鹿児島で仕事があり終了後、一日休みをとり奄美大島の「田中一村美術館」へ行ってきました。鹿児島空港から約1時間で奄美へ到着。車で7,8分の奄美パークの一角に美術館はあります。
2001年にオープンしてから今回は4度目です。田中一村のことを知ったのはNHKの「日曜美術館」でした。その時の衝撃は今でもはっきりと覚えています。「これって日本画?」従来の日曜美術館で観る絵画とはまったく異なり、その画像からうけるあまりにも異端といってもよい画風に衝撃を受け、また感動を覚えました。『実物が観たい』そんな思いをかなえてくれたのが巡回展でした。昭和60年だったと記憶しております。福岡の岩田屋に日帰りで観に行きました。目の前にテレビで見た作品の数々。テレビで見たときとはまた違う静謐で亜熱帯の植物を描きながら、そこには一村の生き方、奄美での暮らしはストイックといってもいいほどの生活なのに、絵の中には人物は描かれていないのに人々の温もりが感じられる作風。ただただ涙がこぼれるほどの感動を昨日のことのように思い出します。
一村の過ごした奄美での19年の歳月。50歳という年を迎えての奄美行き。”なぜなのだろう”という疑問。奄美の地に深く身をまかせ、ガジュマロの大木、ビロウ樹、鳥や魚、亜熱帯の植生のもつエネルギー。日本画ではあるのにどこかモダン。すべてが驚きと感動の展覧会でした。
これほどの才能の持主がなぜ存命中に世に認められなかったことが不思議でなりませんでした。それからです、「田中一村」の追いかけを始める旅がはじまったのです。本、新聞、映画、売るための絵を描くことなく、誰ひとり看とることなく台所で食事の支度中に倒れその69歳の生涯を終えたのです。生計を立てるため大島紬の染色工として働き、朝、夕と散歩をしその自然を観察し、魚屋さんのご夫婦に鮮度の良い美しい色をした魚を描かせてもらったり・・・そこに一村の純粋で妥協を許さない厳しさ、自然を知り尽くした画家の目を感じることができます。
前回の奄美では終の棲家、倒れた家や一村が歩いたであろうと思われる山にかこまれた熱帯林の道。そこには「南国の明るさ」はなくむしろ静謐な空気を感じ、ただただ一村の存在を感じたくての旅でした。
1908年7月22日栃木生まれ1977年9月11日没。
千葉に暮らし、若きころからその才能はすでに確立されていたように思います。

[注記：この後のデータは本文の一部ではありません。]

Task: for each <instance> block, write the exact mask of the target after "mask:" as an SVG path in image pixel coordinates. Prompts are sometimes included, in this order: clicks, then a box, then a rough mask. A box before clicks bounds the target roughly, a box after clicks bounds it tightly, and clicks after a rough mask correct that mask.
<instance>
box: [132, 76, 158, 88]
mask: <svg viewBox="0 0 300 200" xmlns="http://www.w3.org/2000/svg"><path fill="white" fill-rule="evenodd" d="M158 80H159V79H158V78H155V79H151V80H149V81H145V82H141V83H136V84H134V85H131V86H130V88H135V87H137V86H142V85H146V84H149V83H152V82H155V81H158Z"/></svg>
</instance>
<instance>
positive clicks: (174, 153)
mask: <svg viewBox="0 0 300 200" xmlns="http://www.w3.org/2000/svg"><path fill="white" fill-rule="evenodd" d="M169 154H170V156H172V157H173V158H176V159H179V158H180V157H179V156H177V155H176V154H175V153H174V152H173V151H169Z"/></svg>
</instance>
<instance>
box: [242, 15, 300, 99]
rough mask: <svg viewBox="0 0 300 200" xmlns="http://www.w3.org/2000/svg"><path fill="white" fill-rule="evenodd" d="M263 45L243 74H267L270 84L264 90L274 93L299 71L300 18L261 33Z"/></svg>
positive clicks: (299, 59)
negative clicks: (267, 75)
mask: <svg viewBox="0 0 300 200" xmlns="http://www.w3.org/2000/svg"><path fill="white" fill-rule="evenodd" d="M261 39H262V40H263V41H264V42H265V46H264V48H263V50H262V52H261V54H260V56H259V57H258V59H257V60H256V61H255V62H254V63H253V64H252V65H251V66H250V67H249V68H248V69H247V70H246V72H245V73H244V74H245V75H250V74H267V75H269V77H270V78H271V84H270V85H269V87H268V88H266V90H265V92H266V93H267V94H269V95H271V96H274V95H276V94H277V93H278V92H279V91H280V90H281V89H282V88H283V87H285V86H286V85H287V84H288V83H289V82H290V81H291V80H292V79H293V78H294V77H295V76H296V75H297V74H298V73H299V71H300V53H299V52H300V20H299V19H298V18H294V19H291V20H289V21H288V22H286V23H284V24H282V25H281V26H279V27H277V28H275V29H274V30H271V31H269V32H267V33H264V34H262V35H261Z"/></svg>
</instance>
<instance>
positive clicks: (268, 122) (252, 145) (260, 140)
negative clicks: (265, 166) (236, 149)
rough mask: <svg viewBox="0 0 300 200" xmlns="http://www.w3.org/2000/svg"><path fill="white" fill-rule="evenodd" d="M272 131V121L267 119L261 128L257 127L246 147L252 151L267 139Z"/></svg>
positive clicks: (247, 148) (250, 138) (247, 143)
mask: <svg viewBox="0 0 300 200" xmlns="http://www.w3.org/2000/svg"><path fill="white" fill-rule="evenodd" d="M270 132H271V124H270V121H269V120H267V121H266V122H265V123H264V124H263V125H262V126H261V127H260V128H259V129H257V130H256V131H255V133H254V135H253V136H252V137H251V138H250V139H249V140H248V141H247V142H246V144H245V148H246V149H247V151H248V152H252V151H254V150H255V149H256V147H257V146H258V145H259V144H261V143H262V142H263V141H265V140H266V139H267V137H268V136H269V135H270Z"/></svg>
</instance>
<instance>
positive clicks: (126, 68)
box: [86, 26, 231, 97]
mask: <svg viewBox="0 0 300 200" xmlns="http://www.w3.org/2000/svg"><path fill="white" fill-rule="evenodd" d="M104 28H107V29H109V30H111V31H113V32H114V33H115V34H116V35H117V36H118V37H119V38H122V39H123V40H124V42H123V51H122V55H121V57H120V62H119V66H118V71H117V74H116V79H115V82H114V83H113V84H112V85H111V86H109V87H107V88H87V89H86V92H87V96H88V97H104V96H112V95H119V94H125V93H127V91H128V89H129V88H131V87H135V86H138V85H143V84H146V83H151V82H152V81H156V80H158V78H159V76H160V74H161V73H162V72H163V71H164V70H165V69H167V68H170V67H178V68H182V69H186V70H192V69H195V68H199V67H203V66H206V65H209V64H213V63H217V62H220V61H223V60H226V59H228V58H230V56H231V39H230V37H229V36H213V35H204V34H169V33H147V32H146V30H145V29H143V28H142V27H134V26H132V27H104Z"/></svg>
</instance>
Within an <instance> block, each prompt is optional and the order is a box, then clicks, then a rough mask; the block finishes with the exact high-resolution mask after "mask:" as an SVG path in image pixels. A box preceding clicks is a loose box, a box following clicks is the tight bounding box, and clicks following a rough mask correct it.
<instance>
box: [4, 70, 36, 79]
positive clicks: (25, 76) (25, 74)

恵まれた家庭環境にはなく、若き日「米邨(べいそん)となのっていた時代」の襖絵を今回見ることができました。南画を描いた時代、東京美術学校(現・東京芸術大学)の同期には東山魁夷、橋本明治などがいました。でも中央画壇からはなれ南の島奄美へ。それはなぜ・・・
かつて読売新聞に「果たせぬ望みへの静かな諦めと一種の悟り」と書かれていました。
水辺の上に立つ美術館。
ひとり静かに思う存分独りじめできた一村の絵との出会い。
エネルギーがわいてきました。
奄美の湿気を含んだ風に見送られ帰路につきました。
日本至る所に、いっぱい素晴らしい所があることを伝えて頂ける
《金曜日》が楽しみです。
今日の、奄美大島の美術館
唯々南国のイメージしか持っていませんでしたが
心惹かれました。
是非訪れてみたいです。
今日も有難うございました。
☆のかけらさん
毎週ご覧いただきありがとうございます。
そうなのです、日本列島素晴らしいところが沢山ございますね。
奄美大島には羽田から格安チケットで直行便も出ております。
『田中一村』はぜひあの奄美でご覧いただきたいですが、遠いですよね。
私は伊藤若冲と同じくらい好きな画家です。
共通点もあり、その生き方に惹かれます。でも、こうして旅先での出会いは宝です。
そんな思いをお読みいただき嬉しいです。
浜美枝
浜様
今年もご活動始まり嬉しく拝見しました。
田中一村さん、初めて知りました。浜さんのブログを通して知る事は嬉しい事です。 私も実際に絵を観たくなりました。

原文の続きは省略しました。